The 1994 “National Longitudinal Study of Adolescent Health” that questioned children in grades 7-12 and their parents was cited by Ban Bossy in support of their claim that parents placed a higher value on leadership in their boys than in their girls. What Ban Bossy neglects to inform people of is that first, though the study was massive, they cherry-picked the statistics that included only the results from the seventh graders and their parents and failed to mention the results pertaining to 8-12 graders. Second, the study’s director, Kathleen Mullan Harris is quoted as saying,
“In seventh grade, 24 percent of parents of males chose a leader as the most important quality in school compared to 21.5 percent of parents of girls. Among eighth graders, it switched to 24.6 percent of parents of girls to 21.5 percent of parents of boys; ninth grade also favored girls (26.4 [percent] vs. 25.5 [percent]) – more parents chose the leader quality as most important. For 10th through 12th grade there is virtually no difference or slightly in favor of boys. I would not put a lot of stock into these differences, they are slight. Perhaps the more important finding is that there is so little difference (i.e., parents value leadership in their daughters as much as they do in their sons).”

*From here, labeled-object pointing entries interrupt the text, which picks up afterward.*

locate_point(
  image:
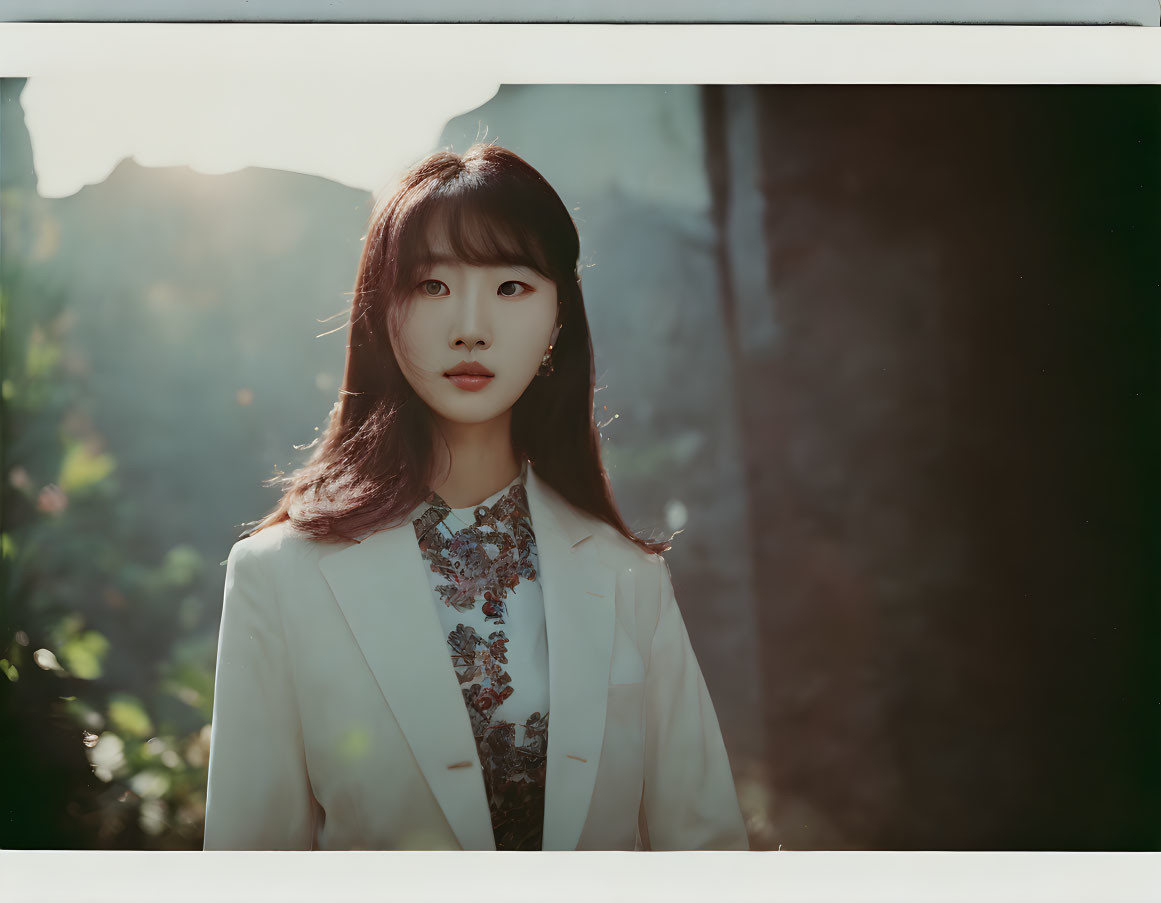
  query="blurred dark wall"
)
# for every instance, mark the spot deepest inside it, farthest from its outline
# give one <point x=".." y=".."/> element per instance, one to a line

In short, the incredulity of the claims made by Ban Bossy is quite astounding. When the studies cited to back the campaign up are actually investigated, it becomes glaringly apparent how thin their evidence is, often to the extreme of being taken out of context and even fabricated!
In a wonderful article written by Ashe Schow for the Washington Examiner, the nine claims made by the Ban Bossy campaign are addressed in much more detail. At the conclusion of her article, Ms. Schow presents this question as food for thought,
“Sheryl Sandberg (founder of Ban Bossy) said she was called bossy once and it really affected her. Maybe it did, but she’s a billionaire now and the chief operating officer of Facebook, so it couldn’t have hurt too badly. How did she actually deal with it? By kicking butt and taking names – that’s how. Why isn’t she teaching girls that?”
Exactly. (My opinion, obviously) 🙂
As I said, I am aware that this is a highly debated subject. Very strong opinions are had on this topic.